Ему хотелось разбудить Мадлен, рассказать ей про сон; хотелось, чтобы она увидела эти слезы. Но это было совсем не про нее. Она едва знала его отца. А сны, в конце концов, всего лишь сны. По большому счету они ничего не значат. Он попытался отвлечься и вспомнить, какой наступил день. Понял, что четверг. И в этот момент произошло привычное, мгновенное преображение мысленного пейзажа, на которое он привык полагаться, чтобы стряхнуть осадок беспокойной ночи и переключиться на дела предстоящего дня. Значит, четверг. Четверг уйдет на посещение Бронкса — района неподалеку от места, где он вырос.
Это был трехчасовой путь во мрак и уродство. Неприятные ощущения усугублялись холодной моросью, которую «дворники» остервенело смахивали с лобового стекла. Гурни был подавлен и раздражен — отчасти из-за погоды, а отчасти, как ему казалось, из-за сна, который оголил его нервы.

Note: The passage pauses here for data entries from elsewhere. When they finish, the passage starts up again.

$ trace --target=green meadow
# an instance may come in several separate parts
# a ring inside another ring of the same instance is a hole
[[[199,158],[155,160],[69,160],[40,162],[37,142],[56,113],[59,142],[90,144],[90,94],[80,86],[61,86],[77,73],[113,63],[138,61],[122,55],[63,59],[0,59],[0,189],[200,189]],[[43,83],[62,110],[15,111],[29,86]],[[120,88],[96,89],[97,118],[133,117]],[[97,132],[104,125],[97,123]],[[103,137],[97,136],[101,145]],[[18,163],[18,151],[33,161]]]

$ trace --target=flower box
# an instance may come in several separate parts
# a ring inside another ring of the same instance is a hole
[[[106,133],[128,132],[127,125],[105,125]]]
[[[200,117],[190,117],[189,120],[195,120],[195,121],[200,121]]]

Он ненавидел Бронкс. Он ненавидел в Бронксе все — от щербатых тротуаров до выжженных скелетов краденых машин. Он ненавидел пестрые растяжки, зовущие провести четыре дня и три ночи в Лас-Вегасе. Он ненавидел запах — помесь выхлопных газов, дегтя, плесени и тухлой рыбы, с навязчивой ноткой ржавчины. Но даже больше, чем все это, он ненавидел то, что помнил из детства и что преследовало его здесь каждый раз, как он приезжал, — жуткие, доисторические твари в устрашающей броне: мечехвосты, рыщущие в прибрежной слизи залива Истчестер.